Lies the human heart's awful, black universal truth —

That enduring reality, from man's primal spawn,

In a time of single mitotic cells throbbing in the primordial slime,

That explanation, justification for his sado-fascination with evil,

That fanatical faith in the death of the immortal soul,

That will to equate, conflate ugliness with beauty,

Prove mankind capable of creating its own reasons for being,

Based upon the most gruesomely grostesque esoteric beliefs

In the supremacy of unholy ghosts

Disclosing grace in the basest of hateful desecrations,

Fool's-gold nobility of the irredeemably sick soul.

 

For the sake of not ending on a didactic, philosophic downbeat,

Let me highlight this perhaps simplistic juxtaposition of disparatities,

Both iconic epitomes, synecdoches of the ironic,

Both located in Amsterdam, Netherlands,

One the Rijksmuseum, set on the Museumplein,

That sprawling, stately blend of Renaissance and Gothic,

Containing the nation's collection of Rembrandt paintings,

Those exquisite meesterwerken of shadow and light —

Biblical scenes of stunning vibrancy, portraits pulsing with real blood —

The other a lackluster office building, at 263 Prinsengracht,

With its shabby, four-story annex cum warehouse,

The secret hiding place of Otto and Edith Frank, their two daughters,

The van Pels (father, mother, and son), and Mr. Pfeffer.

 

Today, visitors to the Franks' "house"

(Where all eight refugees "lived," in the top two floors and attic,

From July 6, 1942, to August 4, 1944,

Before being deported aboard an every-Tuesday cattle-car transport

Headed for the Westerbork transit camp and all points "east" —

Sobibor, Treblinka, Auschwitz, Birkenau...Bergen-Belsen)

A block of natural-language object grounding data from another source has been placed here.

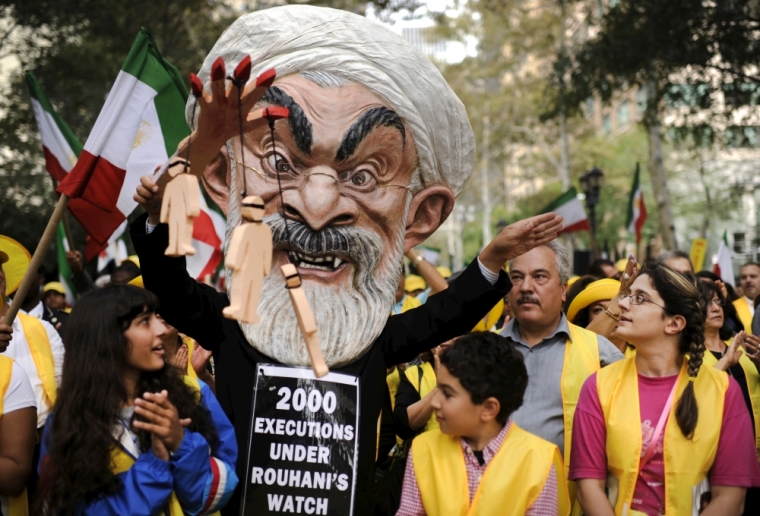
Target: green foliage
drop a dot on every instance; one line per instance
(76, 49)
(651, 39)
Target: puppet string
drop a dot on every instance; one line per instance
(240, 128)
(279, 185)
(192, 128)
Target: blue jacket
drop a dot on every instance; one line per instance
(202, 483)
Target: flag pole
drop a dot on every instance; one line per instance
(39, 255)
(66, 225)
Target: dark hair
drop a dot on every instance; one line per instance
(708, 290)
(595, 269)
(681, 297)
(78, 467)
(674, 254)
(487, 365)
(572, 292)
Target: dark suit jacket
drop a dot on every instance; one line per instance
(196, 310)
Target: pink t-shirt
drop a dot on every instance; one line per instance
(735, 461)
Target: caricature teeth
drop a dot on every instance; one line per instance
(307, 261)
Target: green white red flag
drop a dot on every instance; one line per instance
(570, 207)
(637, 211)
(64, 271)
(724, 266)
(139, 127)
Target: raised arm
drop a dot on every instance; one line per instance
(456, 310)
(191, 307)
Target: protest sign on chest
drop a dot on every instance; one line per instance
(302, 443)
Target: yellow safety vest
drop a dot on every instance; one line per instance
(190, 343)
(122, 461)
(581, 360)
(511, 483)
(753, 384)
(429, 381)
(17, 505)
(687, 461)
(42, 354)
(744, 313)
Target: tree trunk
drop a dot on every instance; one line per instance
(656, 167)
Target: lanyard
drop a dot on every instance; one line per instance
(660, 427)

Are equal in number (a million or so, annually)

To those of the repository housing Rembrandt van Rijn's riches,

Those worlds unto themselves, less than a mile and a half away,

Beckoning admirers to revel in their eliightened brilliance,

While those touring "263," with subdued, introspective melancholy,

Stare at steep stairways, narrow corridors, crude furnishings —

Canvases painted completely, irretrievably black.